ON the same day the United Nations nuclear watchdog agency claimed North Korea is continuing to develop its nuclear weapons programme, a state-owned newspaper lavished praise on US President Donald Trump and called such accusations nothing but “fiction.”
The opinion piece published in Rodong Sinmun used language similar to that used by Trump himself to describe his efforts of reconciliation with the isolated regime.
The article called the handshake between Trump and North Korean leader Kim Jong Un at a landmark summit back in June, the “greatest event in the present century.” It also claimed the president “acted with his own decision and will” by going ahead with the meeting and praised him for “not wavering by the opposition’s offensive nor blindly following his aides’ view.”
The piece also said Trump was working towards “world peace” but was being hindered by having “too many rivals” back home in America.
Experts told The Independent the editorial appeared designed to manipulate Trump while drawing focus away from North Korea’s own unwillingness to work towards denuclearisation.
While acknowledging the current stalemate in negotiations, saying the “expectation and hopes of the world people into impatience and disappointment,” North Korea assigned blame for the deadlock to the “political scramble in the US” rather than its own failings.
Naoko Aoki, a research associate at the Center for International and Security Studies at Maryland, told The Independent the North Korean regime has been “taking advantage” of clashes in US domestic politics since the 1990s, when Congress opposed a deal between American and North Korean officials.
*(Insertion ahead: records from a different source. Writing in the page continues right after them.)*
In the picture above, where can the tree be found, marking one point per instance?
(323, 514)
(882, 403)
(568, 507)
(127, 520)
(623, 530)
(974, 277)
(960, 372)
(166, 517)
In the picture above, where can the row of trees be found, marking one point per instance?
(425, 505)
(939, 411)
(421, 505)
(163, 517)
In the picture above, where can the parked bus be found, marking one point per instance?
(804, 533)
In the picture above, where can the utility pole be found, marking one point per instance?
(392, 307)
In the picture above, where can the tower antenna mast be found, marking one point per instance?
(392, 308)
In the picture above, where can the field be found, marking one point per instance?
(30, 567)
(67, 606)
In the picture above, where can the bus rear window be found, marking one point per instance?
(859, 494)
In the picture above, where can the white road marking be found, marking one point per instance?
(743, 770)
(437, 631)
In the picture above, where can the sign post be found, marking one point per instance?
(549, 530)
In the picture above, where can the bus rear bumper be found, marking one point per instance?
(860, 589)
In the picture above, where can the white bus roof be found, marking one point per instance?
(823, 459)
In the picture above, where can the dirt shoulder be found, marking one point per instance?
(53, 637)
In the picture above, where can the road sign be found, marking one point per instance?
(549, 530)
The editorial “is trying to steer the process so that it is advantageous to North Korea, by appealing to President Trump,” she said.
Dr Hoo Chiew-Ping, a senior lecturer in Strategic Studies and International Relations at the National University of Malaysia, believes the article demonstrates the regime’s knowledge of US domestic politics and its ability to use this to their advantage in gaining leverage or squeezing concessions during negotiations.
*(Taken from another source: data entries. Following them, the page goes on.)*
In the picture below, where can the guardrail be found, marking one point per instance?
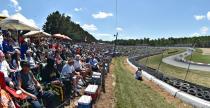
(196, 95)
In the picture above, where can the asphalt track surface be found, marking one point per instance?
(171, 61)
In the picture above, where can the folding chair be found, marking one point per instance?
(20, 97)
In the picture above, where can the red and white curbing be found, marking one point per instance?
(187, 98)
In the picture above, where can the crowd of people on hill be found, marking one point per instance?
(28, 64)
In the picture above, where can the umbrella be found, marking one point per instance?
(66, 37)
(15, 24)
(37, 34)
(58, 36)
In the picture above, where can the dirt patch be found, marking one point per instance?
(170, 99)
(206, 51)
(107, 99)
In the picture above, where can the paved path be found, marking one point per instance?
(171, 61)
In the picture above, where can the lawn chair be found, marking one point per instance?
(16, 97)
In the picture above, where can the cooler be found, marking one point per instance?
(92, 90)
(96, 80)
(85, 102)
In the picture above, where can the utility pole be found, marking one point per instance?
(115, 42)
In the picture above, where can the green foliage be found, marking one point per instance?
(202, 41)
(60, 23)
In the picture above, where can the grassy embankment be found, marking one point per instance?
(199, 57)
(130, 93)
(198, 77)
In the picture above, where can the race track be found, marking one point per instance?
(171, 61)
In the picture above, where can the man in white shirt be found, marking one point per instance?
(68, 68)
(78, 66)
(69, 71)
(77, 63)
(4, 67)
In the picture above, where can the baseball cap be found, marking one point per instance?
(24, 63)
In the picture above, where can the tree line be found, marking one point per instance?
(201, 41)
(61, 23)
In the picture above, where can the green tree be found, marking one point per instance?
(60, 23)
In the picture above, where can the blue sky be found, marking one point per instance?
(136, 18)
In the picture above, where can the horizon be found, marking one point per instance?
(142, 19)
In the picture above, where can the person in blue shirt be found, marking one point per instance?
(23, 49)
(138, 74)
(7, 46)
“Trump can be easily manipulated because he enjoys having lavish praise bestowed on him, which in turn causes US foreign policy to divert away from many of the norms and principles that the West generally treasures: democracy, morality, humanitarian, and human rights,” she said.
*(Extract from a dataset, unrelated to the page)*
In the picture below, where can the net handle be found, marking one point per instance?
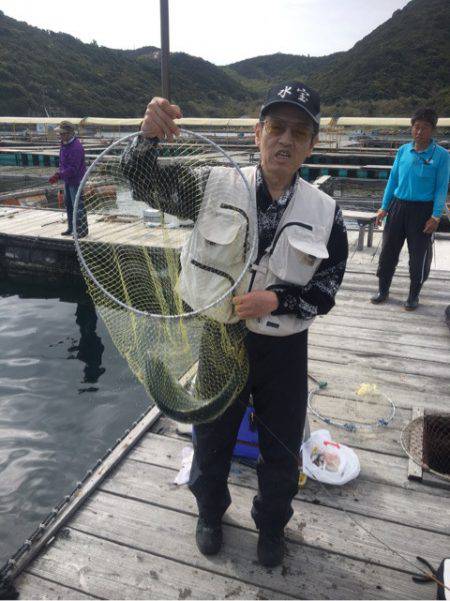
(92, 276)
But despite the Pyongyang’s protestations and attempts to divert attention, both US intelligence agencies and the United Nations have collected evidence to suggest Kim is continuing with his weapons programme regardless.
A report Monday from the International Atomic Energy Agency (IAEA) highlighted this failure to progress on promises made at the Singapore summit.
The report includes a detailed list of nuclear-related activities the agency believes are underway mainly at the Yongbyon Nuclear Scientific Research Centre, one of the country’s major nuclear sites.
Detailed accounts of the evidence include, operations of a steam plant that served a radiochemical laboratory associated with nuclear fuel processing; ongoing mining, milling and other fuel activities at a site previously declared as a uranium mine and an associated plant; the use of centrifuge enrichment technology; and operation of the 5-megawatt experimental nuclear power plant including discharges of steam and cooling water.
North Korea called the accusations of continued nuclear development “fiction” designed at “derailing dialogue” between the two countries. It also claimed Pyongyang was “courageously fulfilling their promises.”
Trump himself seems inclined to believe the North Koreans, saying in an interview with Reuters on Monday that he believed Kim had done a lot to work towards denuclearisation since the June summit, but he failed to give any details.
The president also maintained his dealings with the regime had been a great victory, pointing to the absence of missile or nuclear tests from Pyongyang as a measure of the success.
“I stopped (North Korea’s) nuclear testing. I stopped (North Korea’s) missile testing. Japan is thrilled,” Trump said.
In the same interview, Trump suggested another meeting between the two leaders was likely to happen again but even he appears uncertain as to what the future holds, telling Reuters: “What’s going to happen? Who knows? We’re going to see.”